Il semblait, en vérité, que Paris sût ce que le citoyen Dubois ignorait. Le citoyen Dubois passait au milieu de ces événements, gros de menaces, comme l'éternel mari de la comédie qui est le seul à ne point voir les gaietés de sa chambre nuptiale.
Il cherchait partout où il ne devait point trouver, il se démenait, il suait sang et eau et jetait, en fin de compte, sa langue au chien avec désespoir.
Ce fut dans ce conciliabule de l'église de la Madeleine que Georges Cadoudal proposa aux ex-généraux Pichegru et Moreau le plan hardi qui devait arrêter la carrière du futur empereur.
Le mot hardi est de Fouché, duc d'Otrante Au mot hardi Fouché ajoute le mot facile.
Voici quel était ce plan, bien connu, presque célèbre.
Les trois conjurés avaient à Paris un contingent hétérogène, puisqu'il appartenait à tous les partis ennemis du premier consul, mais uni par une passion commune et composé d'hommes résolus.

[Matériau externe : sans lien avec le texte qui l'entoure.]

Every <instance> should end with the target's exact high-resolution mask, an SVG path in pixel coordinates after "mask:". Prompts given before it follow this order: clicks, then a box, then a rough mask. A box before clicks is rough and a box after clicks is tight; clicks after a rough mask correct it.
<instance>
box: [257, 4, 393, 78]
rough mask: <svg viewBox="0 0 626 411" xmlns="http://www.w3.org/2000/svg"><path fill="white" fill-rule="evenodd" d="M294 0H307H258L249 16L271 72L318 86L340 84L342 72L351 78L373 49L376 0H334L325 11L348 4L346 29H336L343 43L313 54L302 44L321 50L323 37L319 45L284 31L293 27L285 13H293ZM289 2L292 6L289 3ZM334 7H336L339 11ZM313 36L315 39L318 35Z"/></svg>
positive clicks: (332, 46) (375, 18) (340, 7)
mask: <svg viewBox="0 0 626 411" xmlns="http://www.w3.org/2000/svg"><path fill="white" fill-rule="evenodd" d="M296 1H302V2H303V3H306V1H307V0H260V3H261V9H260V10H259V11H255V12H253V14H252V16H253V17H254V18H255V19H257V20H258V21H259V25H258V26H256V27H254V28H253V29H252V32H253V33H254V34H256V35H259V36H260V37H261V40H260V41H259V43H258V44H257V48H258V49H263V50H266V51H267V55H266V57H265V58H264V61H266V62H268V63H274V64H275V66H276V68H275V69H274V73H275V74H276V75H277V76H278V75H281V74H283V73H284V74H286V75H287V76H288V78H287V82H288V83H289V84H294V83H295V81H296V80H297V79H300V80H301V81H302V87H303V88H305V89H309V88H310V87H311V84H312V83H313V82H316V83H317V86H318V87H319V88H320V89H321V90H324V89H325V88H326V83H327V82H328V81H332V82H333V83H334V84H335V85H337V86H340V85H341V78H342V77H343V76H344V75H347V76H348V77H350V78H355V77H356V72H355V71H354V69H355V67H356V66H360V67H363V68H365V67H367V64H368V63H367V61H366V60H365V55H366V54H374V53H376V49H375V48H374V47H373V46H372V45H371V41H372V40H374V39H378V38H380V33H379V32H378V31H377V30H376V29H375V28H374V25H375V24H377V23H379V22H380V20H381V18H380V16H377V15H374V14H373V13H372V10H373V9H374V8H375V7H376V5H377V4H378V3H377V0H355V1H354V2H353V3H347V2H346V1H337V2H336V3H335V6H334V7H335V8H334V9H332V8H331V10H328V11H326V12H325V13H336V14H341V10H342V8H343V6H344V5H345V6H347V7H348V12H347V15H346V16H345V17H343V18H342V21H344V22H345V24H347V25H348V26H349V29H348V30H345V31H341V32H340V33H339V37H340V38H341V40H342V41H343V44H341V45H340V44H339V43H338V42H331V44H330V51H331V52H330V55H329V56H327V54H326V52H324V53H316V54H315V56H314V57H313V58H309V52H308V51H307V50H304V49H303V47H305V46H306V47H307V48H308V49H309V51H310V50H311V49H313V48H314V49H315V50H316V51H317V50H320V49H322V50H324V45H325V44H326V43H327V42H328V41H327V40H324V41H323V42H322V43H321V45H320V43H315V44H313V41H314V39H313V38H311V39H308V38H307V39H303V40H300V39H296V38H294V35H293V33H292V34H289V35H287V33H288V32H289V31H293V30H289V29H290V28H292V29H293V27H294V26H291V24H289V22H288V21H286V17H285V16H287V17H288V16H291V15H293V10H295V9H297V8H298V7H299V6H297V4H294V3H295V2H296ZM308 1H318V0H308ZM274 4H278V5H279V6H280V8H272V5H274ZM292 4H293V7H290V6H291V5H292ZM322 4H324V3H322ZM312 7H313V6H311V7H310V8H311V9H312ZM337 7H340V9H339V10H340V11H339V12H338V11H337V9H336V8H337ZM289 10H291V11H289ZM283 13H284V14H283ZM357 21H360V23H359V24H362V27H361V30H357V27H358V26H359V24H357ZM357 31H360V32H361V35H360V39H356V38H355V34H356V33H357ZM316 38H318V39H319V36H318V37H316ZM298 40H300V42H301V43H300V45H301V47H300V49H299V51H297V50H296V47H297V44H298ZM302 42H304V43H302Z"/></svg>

Les mémoires contemporains portent ce noyau à deux mille combattants pour le moins: Vendéens, chouans de Bretagne, gardes nationaux de Lyon, babouvistes et anciens soldats de Coudé.
Une élite de trois cents hommes, parmi ces partisans, avait été pourvue d'uniformes appartenant à la garde consulaire.
Le chef de l'État habitait le château de Saint-Cloud.
A la garde montante du matin, et à l'aide d'intelligences qui ne sont pas entièrement expliquées, les trois cents conjurés, revêtus de l'uniforme réglementaire, devaient prendre le service du château.